BAMANA Iron Horse (sehr alt)

Ein sehr minimalistisches, geschmiedetes Eisenpferd (wohl 16.-18. Jh., 22 cm) der Bamana aus Mali - länglicher Hals, geschwungener Rücken, schlanke, starre Beine, die Oberfläche stark verkrustet mit tiefem, abblätterndem Rost und tiefer Oxidation, charakteristisch für historische Metallurgie.

1. Minimalistische Eisenmeisterei in der Sahelzone

Die Bamana-Schmiede (numuw) besaßen immense geistige und soziale Macht und verwandelten rohes Erz in mit nyama geladene Gegenstände.

  • Zugfestigkeit als Ästhetik: Die extreme lineare Verkleinerung beruht auf der Zugfestigkeit des Eisens und schafft eine kinetische, aerodynamische Silhouette, die alle Masse wegnimmt.
  • Essenz statt Realismus: Indem der Schmied auf eine beschreibende Form verzichtet, fängt er die reine geistige Essenz und die rohe Vitalität des Tieres ein - eine raffinierte Beherrschung des unnachgiebigen Mediums.

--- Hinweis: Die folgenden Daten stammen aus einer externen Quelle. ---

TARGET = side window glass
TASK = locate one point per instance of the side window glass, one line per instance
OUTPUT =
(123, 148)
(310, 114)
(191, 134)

2. Das Pferd als mythologisches Vehikel

In der Bamana-Kosmologie und der malischen Kosmologie im weiteren Sinne gilt das Pferd als ein zentrales Symbol für Reichtum, militärische Stärke und spirituelle Fortbewegung.

  • Nicht dekorativ: Eisenpferde dieser Art dienten traditionell nicht der Zierde - sie werden in der Literatur als rituell aufgeladene Objekte beschrieben.
  • Schrein und Werkzeug des Wahrsagers: Die Figur diente traditionell als spirituelles Vehikel, das mit den Ahnen kommunizierte und als physischer Anker für Gebete zum Schutz der Gemeinschaft fungierte.

3. Archäologische Eisenoxydation

Der Zustand des Eisens spricht für ein hohes Alter.

  • Stratifizierte Korrosion: Tiefe aktive Korrosion und abblätternde Stratigraphie mit vollständigem Verlust der glatten metallischen Oberfläche weisen auf Jahrhunderte des Vergrabens oder der Umwelteinwirkung hin.
  • Taphonomie: Die tiefgreifende natürliche Chemie der Oberfläche legt ein vorkoloniales Überleben in der Sahelzone nahe.

Zusammenfassung

Dieses mit minimalistischer Spannung geschmiedete Eisenpferd der Bamana gilt als eindrucksvolles Zeugnis der geistigen und technischen Fähigkeiten malischer Schmiede. Seine tiefgreifende Oxidation und seine eleganten Linien sprechen für eine Einordnung als bedeutendes Werk der afrikanischen Metallurgie.